Do we really think the general American population of 1940 was "more intellectual" than that of 2008? In 1940, 75% of Americans over age 25 were high school dropouts; only 5% had college degrees. In 2007, the dropout number was 14%, and the number with degrees rose to 29%, the highest to date. In what bizzaro universe could you imagine that a nation with virtually no formal education would be more intellectual than our contemporary one?

In fact, one could likely go back and find a fairly constant dropout rate through the first 40 years of the 20th century followed by a steady increase in high school education from 1950 to now. Then you could argue that television increased education among Americans…

Say what? Well, that would make as much sense as arguing that it caused a decrease, right? I mean if it has the potential to shape educational trends, presumably that potential could go either way…

Obviously either argument is entirely asinine.

Of course my favorite, always-cited statistic in this argument is the frightening decline in reading identified by the NEA. I don’t doubt that overall Americans are reading fewer newspapers and books. I’m equally certain that Americans are doing more of other kinds of reading. I know they are doing more composing. Of course that never comes up in these kinds of arguments, does it?

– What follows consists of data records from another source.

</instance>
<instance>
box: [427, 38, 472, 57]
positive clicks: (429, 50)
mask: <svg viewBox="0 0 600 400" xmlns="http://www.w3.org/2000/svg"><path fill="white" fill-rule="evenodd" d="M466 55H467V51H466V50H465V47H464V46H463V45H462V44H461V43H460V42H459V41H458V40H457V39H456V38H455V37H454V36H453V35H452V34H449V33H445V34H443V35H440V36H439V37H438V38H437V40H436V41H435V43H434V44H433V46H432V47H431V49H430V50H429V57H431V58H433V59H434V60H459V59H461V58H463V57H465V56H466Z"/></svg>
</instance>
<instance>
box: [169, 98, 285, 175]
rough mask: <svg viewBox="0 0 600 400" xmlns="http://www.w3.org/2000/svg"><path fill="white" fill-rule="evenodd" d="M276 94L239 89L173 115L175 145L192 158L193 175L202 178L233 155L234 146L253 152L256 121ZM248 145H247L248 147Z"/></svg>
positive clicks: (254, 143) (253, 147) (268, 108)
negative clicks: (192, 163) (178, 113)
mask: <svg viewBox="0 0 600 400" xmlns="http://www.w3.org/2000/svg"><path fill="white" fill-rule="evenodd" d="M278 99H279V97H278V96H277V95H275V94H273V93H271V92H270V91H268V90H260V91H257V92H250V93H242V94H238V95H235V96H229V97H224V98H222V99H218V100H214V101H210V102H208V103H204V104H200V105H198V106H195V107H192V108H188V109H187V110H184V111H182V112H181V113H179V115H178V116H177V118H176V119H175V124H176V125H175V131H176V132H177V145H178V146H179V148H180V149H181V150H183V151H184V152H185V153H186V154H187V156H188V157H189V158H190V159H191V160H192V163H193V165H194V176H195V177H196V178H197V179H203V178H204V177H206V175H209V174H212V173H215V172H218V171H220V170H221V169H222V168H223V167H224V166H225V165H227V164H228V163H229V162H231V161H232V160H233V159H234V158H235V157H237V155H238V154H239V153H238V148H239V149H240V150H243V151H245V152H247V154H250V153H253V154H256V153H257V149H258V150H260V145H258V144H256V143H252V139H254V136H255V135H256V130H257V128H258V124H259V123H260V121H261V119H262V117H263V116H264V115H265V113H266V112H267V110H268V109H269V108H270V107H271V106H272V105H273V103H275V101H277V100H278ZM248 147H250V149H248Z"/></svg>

Jacoby wants to argue that it’s not about the content but the context: that books are good and other media are bad. Of course, we remember the Phadreus. We know medieval monks outlawed silent reading when the introduction of spaces between words made it possible. We know professors in the 18th century limited student access to the library so they wouldn’t be subjected to the possible bad influence of books. We know that in the 19th century reading novels was considered a bad habit and a poor use of one’s time. Certainly an industrious man wouldn’t spend his time on such frivolous activity.

It’s only in the 20th century that we began to conflate reading novels with being educated. It was only in the 20th-century that this bourgeois model of literacy and intellectualism arose.

And I have a little secret to tell you about the 20th-century (it’s actually an 8 year-old secret).

Last one to leave the 20th-century please turn out the lights.